Not a day goes by that I don’t think about something I learned in Miss Mackay’s classroom. There are times when I think about her lessons for obvious reasons — caucus night, Election Day, significant Supreme Court rulings and congressional votes. I awaken like a sleeper cell and I surprise myself with my knowledge and ability to recite all the procedural rules and oddities that keep our systems in check. Because Miss Mackay drilled those procedural rules and oddities into the heads of me and my fellow students over and over via the worksheets and quizzes and study guides she used and refined for decades.
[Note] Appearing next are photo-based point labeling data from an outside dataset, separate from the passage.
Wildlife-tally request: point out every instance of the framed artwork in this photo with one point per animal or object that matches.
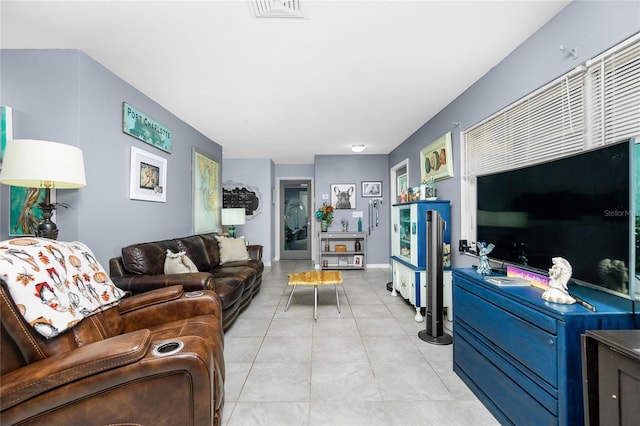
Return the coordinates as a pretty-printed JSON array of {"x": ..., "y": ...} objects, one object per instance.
[
  {"x": 436, "y": 160},
  {"x": 137, "y": 124},
  {"x": 148, "y": 176},
  {"x": 372, "y": 189},
  {"x": 24, "y": 212},
  {"x": 207, "y": 196},
  {"x": 343, "y": 195}
]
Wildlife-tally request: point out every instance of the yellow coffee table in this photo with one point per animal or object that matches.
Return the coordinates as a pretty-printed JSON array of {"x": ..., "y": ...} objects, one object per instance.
[{"x": 315, "y": 278}]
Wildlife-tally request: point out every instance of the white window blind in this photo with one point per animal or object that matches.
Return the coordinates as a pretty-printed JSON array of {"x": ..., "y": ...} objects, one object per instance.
[
  {"x": 545, "y": 125},
  {"x": 591, "y": 106},
  {"x": 615, "y": 94}
]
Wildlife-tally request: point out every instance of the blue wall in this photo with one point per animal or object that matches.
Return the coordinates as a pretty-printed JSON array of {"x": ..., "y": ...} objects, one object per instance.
[
  {"x": 591, "y": 27},
  {"x": 65, "y": 96}
]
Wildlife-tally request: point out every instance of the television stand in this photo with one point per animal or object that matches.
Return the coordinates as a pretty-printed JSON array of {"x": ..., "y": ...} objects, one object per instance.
[{"x": 520, "y": 354}]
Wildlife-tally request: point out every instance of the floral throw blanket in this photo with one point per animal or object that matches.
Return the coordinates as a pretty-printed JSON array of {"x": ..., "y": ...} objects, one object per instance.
[{"x": 55, "y": 284}]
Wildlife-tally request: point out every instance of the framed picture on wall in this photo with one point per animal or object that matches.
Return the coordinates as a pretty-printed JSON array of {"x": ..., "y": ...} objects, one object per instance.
[
  {"x": 148, "y": 176},
  {"x": 436, "y": 160},
  {"x": 207, "y": 196},
  {"x": 343, "y": 195},
  {"x": 372, "y": 189}
]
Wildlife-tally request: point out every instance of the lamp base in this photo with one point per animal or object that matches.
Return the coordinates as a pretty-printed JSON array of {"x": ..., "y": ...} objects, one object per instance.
[{"x": 47, "y": 228}]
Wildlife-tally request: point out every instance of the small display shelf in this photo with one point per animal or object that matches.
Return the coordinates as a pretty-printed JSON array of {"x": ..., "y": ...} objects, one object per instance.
[{"x": 351, "y": 252}]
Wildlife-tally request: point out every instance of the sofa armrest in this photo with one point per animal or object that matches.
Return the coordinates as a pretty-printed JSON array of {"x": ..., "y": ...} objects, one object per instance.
[
  {"x": 58, "y": 370},
  {"x": 141, "y": 283},
  {"x": 255, "y": 251},
  {"x": 152, "y": 308},
  {"x": 151, "y": 298}
]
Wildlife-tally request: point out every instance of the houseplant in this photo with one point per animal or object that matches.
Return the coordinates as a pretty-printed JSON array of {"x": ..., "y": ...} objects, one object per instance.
[{"x": 325, "y": 215}]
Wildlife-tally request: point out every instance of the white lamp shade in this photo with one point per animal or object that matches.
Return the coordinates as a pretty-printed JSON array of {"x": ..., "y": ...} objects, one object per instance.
[
  {"x": 42, "y": 164},
  {"x": 233, "y": 216}
]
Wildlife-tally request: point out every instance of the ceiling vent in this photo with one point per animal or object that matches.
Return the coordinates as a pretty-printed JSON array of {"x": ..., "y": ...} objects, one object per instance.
[{"x": 276, "y": 8}]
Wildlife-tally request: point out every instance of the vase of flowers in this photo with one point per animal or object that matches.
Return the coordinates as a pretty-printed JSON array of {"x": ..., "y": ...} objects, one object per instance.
[{"x": 325, "y": 215}]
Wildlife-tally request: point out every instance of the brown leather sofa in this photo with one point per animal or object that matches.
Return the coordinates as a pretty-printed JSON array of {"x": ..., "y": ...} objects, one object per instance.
[
  {"x": 117, "y": 366},
  {"x": 140, "y": 268}
]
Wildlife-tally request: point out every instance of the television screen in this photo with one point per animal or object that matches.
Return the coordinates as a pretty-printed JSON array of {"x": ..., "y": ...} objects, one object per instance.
[{"x": 576, "y": 207}]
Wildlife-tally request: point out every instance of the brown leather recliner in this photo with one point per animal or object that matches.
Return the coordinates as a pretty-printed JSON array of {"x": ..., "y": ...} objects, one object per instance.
[{"x": 155, "y": 359}]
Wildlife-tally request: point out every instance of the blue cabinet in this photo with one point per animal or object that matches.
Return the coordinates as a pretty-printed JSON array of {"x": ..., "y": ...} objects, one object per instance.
[
  {"x": 409, "y": 249},
  {"x": 521, "y": 355}
]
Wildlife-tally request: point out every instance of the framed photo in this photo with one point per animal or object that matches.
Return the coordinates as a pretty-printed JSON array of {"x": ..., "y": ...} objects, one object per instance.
[
  {"x": 343, "y": 195},
  {"x": 25, "y": 213},
  {"x": 148, "y": 177},
  {"x": 372, "y": 189},
  {"x": 436, "y": 160},
  {"x": 207, "y": 196}
]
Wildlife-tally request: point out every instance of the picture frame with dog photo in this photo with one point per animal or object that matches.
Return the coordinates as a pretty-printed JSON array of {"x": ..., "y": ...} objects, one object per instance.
[{"x": 343, "y": 195}]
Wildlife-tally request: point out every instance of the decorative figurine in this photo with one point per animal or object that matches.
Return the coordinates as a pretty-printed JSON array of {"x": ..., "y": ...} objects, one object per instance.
[
  {"x": 559, "y": 275},
  {"x": 430, "y": 189},
  {"x": 484, "y": 268}
]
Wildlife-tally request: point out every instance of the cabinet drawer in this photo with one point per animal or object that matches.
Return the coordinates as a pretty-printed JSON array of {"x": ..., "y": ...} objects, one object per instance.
[
  {"x": 541, "y": 320},
  {"x": 531, "y": 347},
  {"x": 501, "y": 384}
]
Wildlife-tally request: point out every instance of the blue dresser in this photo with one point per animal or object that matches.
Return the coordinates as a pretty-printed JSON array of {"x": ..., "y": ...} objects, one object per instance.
[{"x": 521, "y": 355}]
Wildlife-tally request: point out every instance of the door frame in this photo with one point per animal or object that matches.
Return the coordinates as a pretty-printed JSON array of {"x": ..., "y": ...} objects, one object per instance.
[{"x": 279, "y": 219}]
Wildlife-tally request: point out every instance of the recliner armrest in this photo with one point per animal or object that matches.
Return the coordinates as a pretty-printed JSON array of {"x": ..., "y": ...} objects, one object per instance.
[
  {"x": 58, "y": 370},
  {"x": 255, "y": 251}
]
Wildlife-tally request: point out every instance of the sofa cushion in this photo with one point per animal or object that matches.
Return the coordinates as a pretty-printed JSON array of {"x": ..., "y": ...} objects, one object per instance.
[
  {"x": 232, "y": 249},
  {"x": 178, "y": 263},
  {"x": 55, "y": 284}
]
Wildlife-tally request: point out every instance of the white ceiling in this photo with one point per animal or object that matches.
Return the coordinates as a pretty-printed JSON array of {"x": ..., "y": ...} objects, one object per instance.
[{"x": 351, "y": 72}]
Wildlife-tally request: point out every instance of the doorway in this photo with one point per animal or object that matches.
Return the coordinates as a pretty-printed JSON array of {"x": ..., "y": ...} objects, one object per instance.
[{"x": 295, "y": 237}]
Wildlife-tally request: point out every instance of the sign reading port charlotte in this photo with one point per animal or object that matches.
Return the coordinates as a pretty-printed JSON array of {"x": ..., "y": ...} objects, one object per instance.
[{"x": 140, "y": 126}]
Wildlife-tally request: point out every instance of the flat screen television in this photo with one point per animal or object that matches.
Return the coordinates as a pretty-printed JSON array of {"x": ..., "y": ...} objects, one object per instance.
[{"x": 576, "y": 207}]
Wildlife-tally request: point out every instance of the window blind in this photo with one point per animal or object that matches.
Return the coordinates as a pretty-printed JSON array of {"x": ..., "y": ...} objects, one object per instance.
[
  {"x": 615, "y": 94},
  {"x": 593, "y": 105}
]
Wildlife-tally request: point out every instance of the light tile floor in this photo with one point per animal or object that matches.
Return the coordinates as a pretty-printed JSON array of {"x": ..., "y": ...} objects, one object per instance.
[{"x": 364, "y": 366}]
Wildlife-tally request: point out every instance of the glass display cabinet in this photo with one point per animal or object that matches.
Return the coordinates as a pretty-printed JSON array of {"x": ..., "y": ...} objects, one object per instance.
[{"x": 409, "y": 251}]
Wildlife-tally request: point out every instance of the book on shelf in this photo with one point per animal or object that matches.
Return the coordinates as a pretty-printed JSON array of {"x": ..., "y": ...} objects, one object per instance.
[{"x": 508, "y": 281}]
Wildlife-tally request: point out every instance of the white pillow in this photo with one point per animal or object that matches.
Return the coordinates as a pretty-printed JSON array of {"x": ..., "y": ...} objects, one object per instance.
[
  {"x": 178, "y": 263},
  {"x": 232, "y": 249}
]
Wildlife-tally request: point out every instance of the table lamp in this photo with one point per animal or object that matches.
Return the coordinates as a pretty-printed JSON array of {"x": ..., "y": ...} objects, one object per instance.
[
  {"x": 233, "y": 217},
  {"x": 43, "y": 164}
]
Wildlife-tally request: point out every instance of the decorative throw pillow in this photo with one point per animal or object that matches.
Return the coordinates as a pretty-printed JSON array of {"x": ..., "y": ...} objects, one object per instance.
[
  {"x": 55, "y": 284},
  {"x": 178, "y": 263},
  {"x": 232, "y": 249}
]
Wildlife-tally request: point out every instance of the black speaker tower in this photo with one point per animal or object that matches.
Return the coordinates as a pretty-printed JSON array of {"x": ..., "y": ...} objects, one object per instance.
[{"x": 434, "y": 332}]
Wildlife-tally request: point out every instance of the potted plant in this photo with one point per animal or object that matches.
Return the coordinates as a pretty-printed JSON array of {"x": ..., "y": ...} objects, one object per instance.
[{"x": 325, "y": 215}]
Some days, I think about the lessons she taught in more abstract ways. Like when I’m traveling along a highway that was constructed as part of the New Deal or when the price of gas rises or when a neighbor runs for the school board. Everything about living in America reminds me about something I learned in Miss Mackay’s classroom. Everything I love about living in America reminds me of her.
I think what left the biggest impression on me, though, was Miss Mackay’s expectation for excellence.
A line from her obituary reads, “Rosalie found great satisfaction in helping students recognize their potential for success.” As her students, we felt that every day in her class. And not just as a group, but on an individual level. She wanted, and expected, every student to succeed. And success didn’t just mean getting a good grade. It meant intellectually flourishing.
There was nothing more important to Miss Mackay than staying on task, but she left plenty of room for questions, and even sometimes debate. I remember heated arguments over Title IX, communist principles, and what exactly makes someone a conservative or a liberal. Miss Mackay entertained these discussions without pedantry, and treated her classroom full of sometimes ill-informed children as respected intellectuals, which in turn made us act like respected intellectuals. Most of the time.
We, her and I, once got into a heated debate over the definition of the word “several.” She thought it meant a few, I thought it meant more than a few (and still do). The definition of the word determined whether or not I would lose a point on the homework assignment we were grading. One point out of many, many points over the semester. If I were the teacher, I would tell me to minus that point and get over it. It would not affect my grade even a little.
But not Miss Mackay. She understood how important that single point was to a nerd like me, and after a lengthy back and forth with the whole class chiming in, she gave me the point.
I would not blame Miss Mackay if she did not remember me. I was one of hundreds, maybe thousands of students she taught over her career. But also, it would not surprise me if she remembered every single one of us, because that’s how much she seemed to care. And I have no doubt we all remember her and the impact she left on our feelings about our country and about ourselves.